In the “service export” resource, we specify the name of the service and the namespace of the service to be exported.

The Service Export object is visible across all clusters with the following DNS name:

SERVICE_EXPORT_NAME.NAMESPACE.svc.clusterset.local

Notice that it ends with clusterset.local instead of the usual cluster.local. Any cluster within the fleet can access this “exported service” residing in a different cluster with this DNS name.
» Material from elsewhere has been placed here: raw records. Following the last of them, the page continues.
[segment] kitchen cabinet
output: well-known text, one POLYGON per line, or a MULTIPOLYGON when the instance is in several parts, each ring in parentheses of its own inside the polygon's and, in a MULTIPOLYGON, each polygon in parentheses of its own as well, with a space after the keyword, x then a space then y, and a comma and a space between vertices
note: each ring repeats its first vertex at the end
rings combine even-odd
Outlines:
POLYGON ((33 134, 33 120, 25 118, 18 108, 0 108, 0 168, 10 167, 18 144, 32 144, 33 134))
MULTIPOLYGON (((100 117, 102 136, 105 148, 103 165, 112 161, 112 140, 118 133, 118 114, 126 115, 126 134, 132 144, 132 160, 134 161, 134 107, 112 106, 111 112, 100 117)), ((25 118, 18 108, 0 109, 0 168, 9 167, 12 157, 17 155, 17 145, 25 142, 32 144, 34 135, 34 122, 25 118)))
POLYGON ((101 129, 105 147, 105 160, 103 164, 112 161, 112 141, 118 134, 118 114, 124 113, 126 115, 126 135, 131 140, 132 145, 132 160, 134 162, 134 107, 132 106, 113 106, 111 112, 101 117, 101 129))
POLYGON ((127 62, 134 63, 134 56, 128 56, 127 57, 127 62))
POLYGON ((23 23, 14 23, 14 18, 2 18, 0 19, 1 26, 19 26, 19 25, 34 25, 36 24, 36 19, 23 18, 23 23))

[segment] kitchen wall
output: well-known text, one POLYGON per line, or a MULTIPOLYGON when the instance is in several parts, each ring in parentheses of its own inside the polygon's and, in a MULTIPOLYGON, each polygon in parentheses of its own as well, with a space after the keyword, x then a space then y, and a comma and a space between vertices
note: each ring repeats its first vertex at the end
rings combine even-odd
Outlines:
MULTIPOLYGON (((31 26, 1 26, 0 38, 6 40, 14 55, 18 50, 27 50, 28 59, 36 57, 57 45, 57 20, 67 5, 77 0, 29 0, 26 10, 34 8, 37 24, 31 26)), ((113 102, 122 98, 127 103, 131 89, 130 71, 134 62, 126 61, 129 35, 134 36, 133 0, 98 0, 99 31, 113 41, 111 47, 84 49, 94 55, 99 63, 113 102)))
Behind the scenes , the GKE operator/controller listens for a Service Export object to be created. Once a “serviceexport” is created the GKE serviceexport controller creates an implicit “Service Import” Object in all the clusters belonging to this Fleet. You can verify this by running the command “kubectl get serviceexport” and kubectl get serviceimport

The Service import object that is implicitly created across all the fleets in the cluster is as below

Note: The Service Import object is not created by the user. It is created by mcs controller automatically when a Service Export resource is created to expose a service.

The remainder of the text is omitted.